Google to install dedicated Android M software into cars in 2015

19 Dec 2014

Despite Android Lollipop just beginning its gradual roll out, search giant Google is already laying the framework for Android M to be built directly into particular brands of cars in 2015.

This will mark the first dedicated Android software since Android Auto which launched earlier this year, but was considered rather clumsy given that it required the user to connect the phone through a USB cable in order to access the phone’s features.

However, the Android M software is expected to be used autonomously within the car and will more than likely allow the driver, and particularly Google, to harvest data from the car’s system.

However, according to Reuters, the move could prove contentious with car manufacturers, despite 24 manufacturers signed up to use Android Auto as part of the Open Automotive Alliance.

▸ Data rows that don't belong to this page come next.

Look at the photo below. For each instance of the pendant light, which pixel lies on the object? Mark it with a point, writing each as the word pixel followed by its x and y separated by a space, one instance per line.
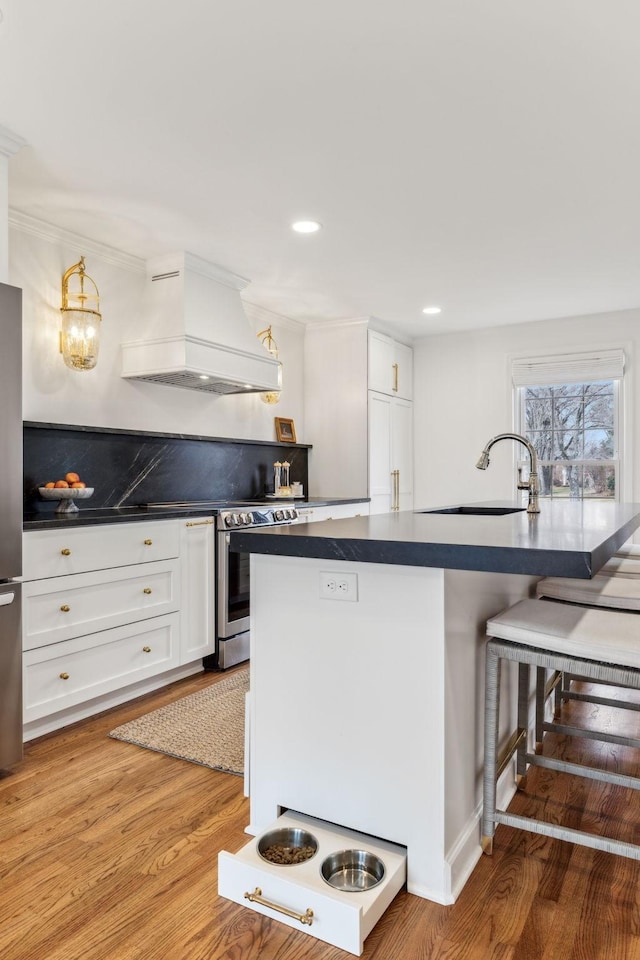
pixel 81 318
pixel 271 396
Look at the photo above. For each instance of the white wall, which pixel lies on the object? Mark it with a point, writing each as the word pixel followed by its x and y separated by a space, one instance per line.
pixel 38 256
pixel 463 397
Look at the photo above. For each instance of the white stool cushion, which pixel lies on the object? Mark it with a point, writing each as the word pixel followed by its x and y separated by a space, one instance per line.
pixel 619 593
pixel 605 635
pixel 621 567
pixel 629 550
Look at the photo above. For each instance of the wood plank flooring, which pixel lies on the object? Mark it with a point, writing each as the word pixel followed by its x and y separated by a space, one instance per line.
pixel 109 852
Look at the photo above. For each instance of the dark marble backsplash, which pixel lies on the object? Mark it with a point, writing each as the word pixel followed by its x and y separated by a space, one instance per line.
pixel 127 468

The source within Google who confirmed the future plan to Reuters declined to comment any further however and Google are refusing to comment on the news, but would be something of a no-brainer given Apple’s launch of CarPlay last March which has already established its own deals with car manufacturers.

The car – the next frontier

Having conquered people’s homes and even bodies, companies are looking to find new markets to connect to the internet.

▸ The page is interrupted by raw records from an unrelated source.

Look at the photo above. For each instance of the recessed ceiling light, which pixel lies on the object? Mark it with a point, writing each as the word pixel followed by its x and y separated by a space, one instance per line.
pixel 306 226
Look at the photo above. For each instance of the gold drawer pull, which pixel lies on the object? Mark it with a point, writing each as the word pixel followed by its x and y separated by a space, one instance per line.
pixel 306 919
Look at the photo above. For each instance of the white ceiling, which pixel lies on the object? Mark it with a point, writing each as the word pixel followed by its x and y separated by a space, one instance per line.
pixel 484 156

Despite internet-capable cars being slowly rolled out, albeit in a limited capacity, for the last number of years, it is only in the last year that the technology has been considered commercially effective.

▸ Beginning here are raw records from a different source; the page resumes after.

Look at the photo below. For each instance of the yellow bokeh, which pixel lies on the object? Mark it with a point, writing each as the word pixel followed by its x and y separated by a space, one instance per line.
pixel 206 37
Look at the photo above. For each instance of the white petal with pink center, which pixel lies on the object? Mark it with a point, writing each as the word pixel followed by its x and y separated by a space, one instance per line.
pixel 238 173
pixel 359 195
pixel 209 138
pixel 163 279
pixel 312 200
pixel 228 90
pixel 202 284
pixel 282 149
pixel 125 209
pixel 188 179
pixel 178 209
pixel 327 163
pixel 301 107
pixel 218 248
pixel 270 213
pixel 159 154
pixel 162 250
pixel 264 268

 Speaking of the potential for the Android M car software as a data collection tool, the source within Google said, “You can get access to GPS location, where you stop, where you travel every day, your speed, your fuel level, where you stop for gas.”

However, the source continued that there needs to be major improvement in the software in terms of its performance and stability if it is to improve upon Android Auto which currently takes approximately 30 seconds for it to boot up following connection with the user’s phone.